Every doctrine, regardless of tier, additionally requires native-speaker dialect review given Bavarian’s lack of a standardized orthography — a requirement layered on top of, not replacing, the risk-tier-driven review routing shown above.

Why the risk profile differs from Hindi

Hindi’s Critical/High tier clusters around doctrines with a ready-made syncretistic word from an entirely different religious framework (Hinduism).

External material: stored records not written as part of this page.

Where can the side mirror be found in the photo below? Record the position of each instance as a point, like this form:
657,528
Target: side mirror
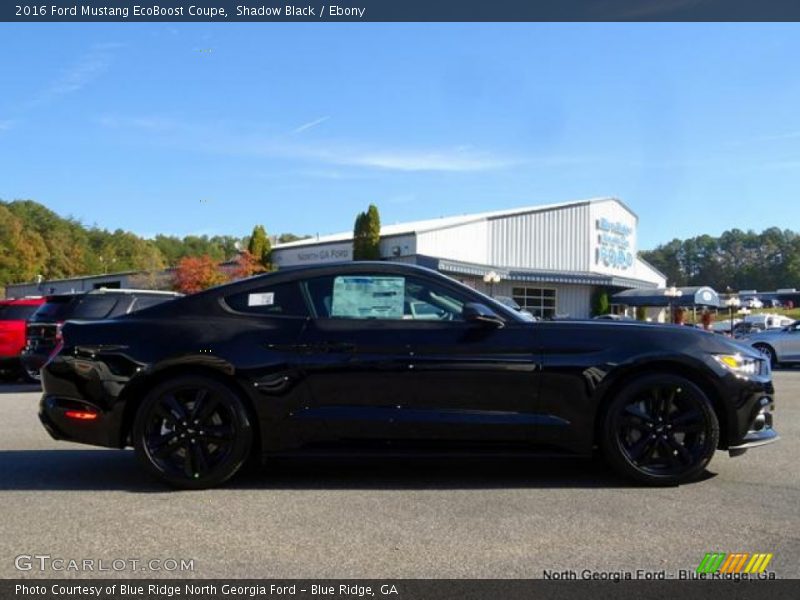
474,312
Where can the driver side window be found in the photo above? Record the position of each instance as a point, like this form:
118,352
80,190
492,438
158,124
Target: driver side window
383,296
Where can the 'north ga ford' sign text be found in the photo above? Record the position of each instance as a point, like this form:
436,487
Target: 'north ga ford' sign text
613,244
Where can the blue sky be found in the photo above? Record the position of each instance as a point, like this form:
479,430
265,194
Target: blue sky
211,128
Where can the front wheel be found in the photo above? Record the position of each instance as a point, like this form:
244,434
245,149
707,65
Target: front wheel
660,430
192,432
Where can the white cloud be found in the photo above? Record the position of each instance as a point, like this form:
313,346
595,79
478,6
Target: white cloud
223,139
93,64
422,160
791,135
310,124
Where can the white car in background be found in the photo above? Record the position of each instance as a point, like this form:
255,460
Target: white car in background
768,321
779,345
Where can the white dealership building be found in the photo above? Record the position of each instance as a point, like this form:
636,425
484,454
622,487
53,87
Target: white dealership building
550,258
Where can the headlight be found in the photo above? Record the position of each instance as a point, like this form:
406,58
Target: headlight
738,363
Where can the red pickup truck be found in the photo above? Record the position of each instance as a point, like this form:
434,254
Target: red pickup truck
14,315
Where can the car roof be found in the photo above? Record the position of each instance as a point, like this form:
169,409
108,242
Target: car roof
28,301
208,299
114,291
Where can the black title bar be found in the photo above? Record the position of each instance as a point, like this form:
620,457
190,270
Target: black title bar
388,589
399,10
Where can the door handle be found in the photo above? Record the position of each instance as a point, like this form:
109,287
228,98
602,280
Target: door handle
331,347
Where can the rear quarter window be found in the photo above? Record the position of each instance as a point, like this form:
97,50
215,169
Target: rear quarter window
56,309
142,302
283,299
92,307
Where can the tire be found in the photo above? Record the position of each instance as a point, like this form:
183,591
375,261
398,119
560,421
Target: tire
769,352
660,430
192,432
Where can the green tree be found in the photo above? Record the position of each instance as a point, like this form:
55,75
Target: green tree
22,251
367,235
259,246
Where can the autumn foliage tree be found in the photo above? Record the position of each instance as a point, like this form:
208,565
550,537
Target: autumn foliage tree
194,274
247,265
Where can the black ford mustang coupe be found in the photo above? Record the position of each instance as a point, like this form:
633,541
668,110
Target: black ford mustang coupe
382,357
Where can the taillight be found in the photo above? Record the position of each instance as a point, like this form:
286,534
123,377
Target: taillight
80,415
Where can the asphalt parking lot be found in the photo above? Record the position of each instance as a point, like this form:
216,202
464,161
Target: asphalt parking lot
411,518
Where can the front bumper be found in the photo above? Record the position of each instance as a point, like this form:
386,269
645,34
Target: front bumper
760,431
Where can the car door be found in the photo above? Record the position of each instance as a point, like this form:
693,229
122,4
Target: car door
390,356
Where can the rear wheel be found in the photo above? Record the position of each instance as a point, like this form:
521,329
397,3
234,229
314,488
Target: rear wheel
192,432
660,430
768,352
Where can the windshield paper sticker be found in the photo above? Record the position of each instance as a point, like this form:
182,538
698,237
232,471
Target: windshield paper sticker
265,299
368,297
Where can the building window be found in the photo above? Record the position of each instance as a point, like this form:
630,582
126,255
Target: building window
540,302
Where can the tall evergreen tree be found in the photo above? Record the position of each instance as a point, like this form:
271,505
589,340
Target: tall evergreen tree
260,246
367,235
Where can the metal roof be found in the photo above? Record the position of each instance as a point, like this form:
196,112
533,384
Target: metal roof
689,296
446,222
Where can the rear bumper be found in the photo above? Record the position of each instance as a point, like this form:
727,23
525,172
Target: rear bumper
99,431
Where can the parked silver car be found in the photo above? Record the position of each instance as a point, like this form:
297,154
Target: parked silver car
780,345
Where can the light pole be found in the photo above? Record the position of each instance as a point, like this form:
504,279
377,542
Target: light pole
732,302
672,293
491,278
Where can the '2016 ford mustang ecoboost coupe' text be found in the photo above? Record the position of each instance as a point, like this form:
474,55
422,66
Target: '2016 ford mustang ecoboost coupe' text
382,357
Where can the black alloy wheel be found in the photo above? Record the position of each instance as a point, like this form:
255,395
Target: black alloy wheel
192,432
768,352
660,430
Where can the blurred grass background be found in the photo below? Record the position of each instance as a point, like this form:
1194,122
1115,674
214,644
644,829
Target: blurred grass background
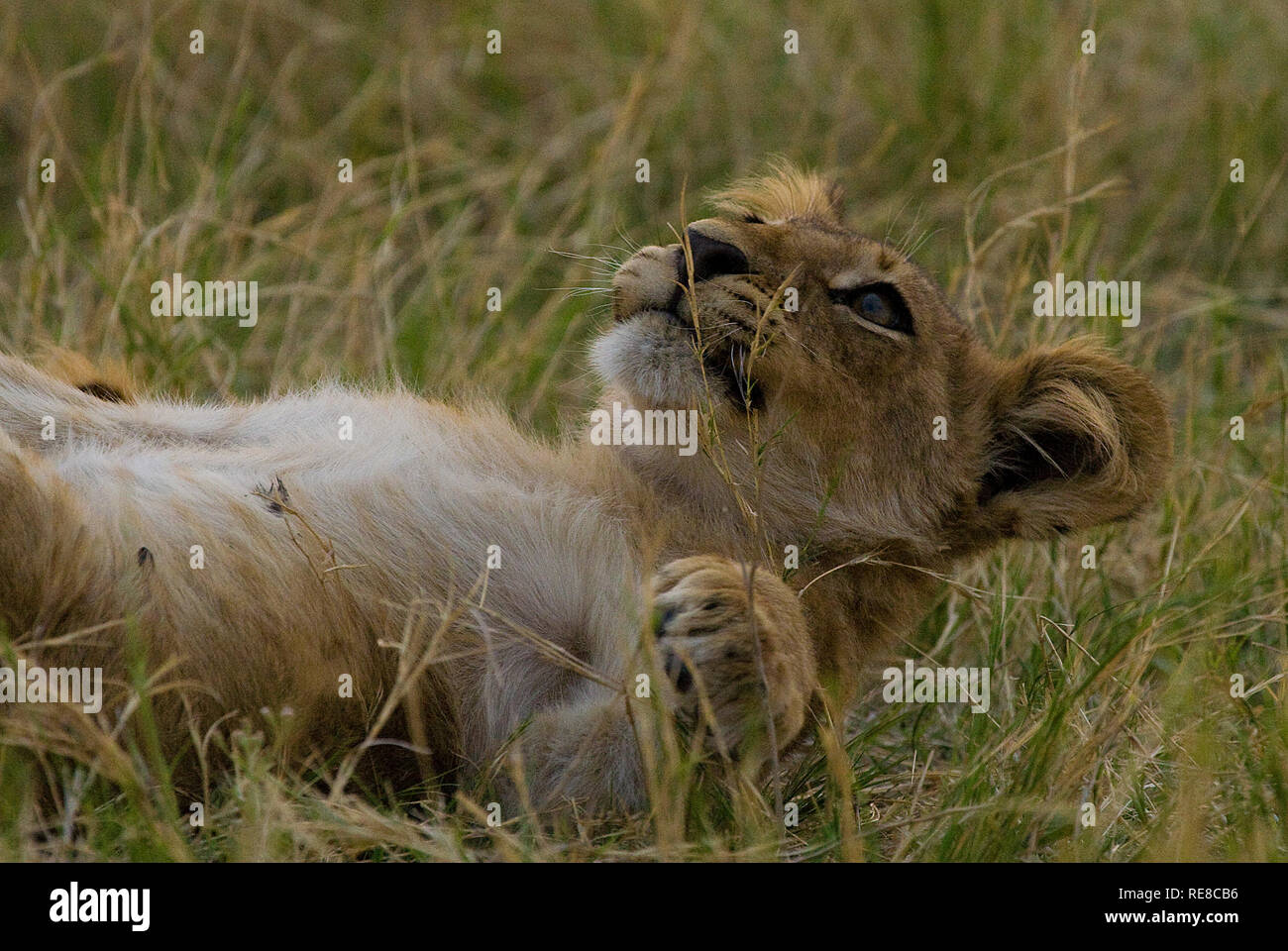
1111,686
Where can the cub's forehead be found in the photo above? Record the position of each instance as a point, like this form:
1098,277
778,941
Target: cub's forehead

Bavarian’s Critical/High tier clusters around two distinct mechanisms with no real parallel in Hindi: a register gap between an oral, domestic dialect and a doctrinal vocabulary historically confined to standard German and Latin (Righteousness, Justification, Effectual Calling), and Bavaria’s unusually concrete, locally-anchored folk-Catholic devotional practice (Sainthood, Prayer and Intercession, Church as God’s People) — even more intensely localized than the comparable Catholic-culture risk documented for Italian, given Bavaria’s specific traditions like the Altötting pilgrimage and parish Kirchweih festivals.

Review routing rationale

Critical and High risk doctrines (15 of 40) require mandatory human theologian review because only a theologically informed reviewer can judge whether a borrowed doctrinal term has been used with appropriate care, or whether a fluent, warm dialect rendering has quietly defaulted to a specific local devotional practice rather than Paul’s more general sense. Native speaker review is required for every doctrine regardless of tier because Bavarian’s orthography is not standardized, an additional review dimension with no equivalent in this batch’s other five languages.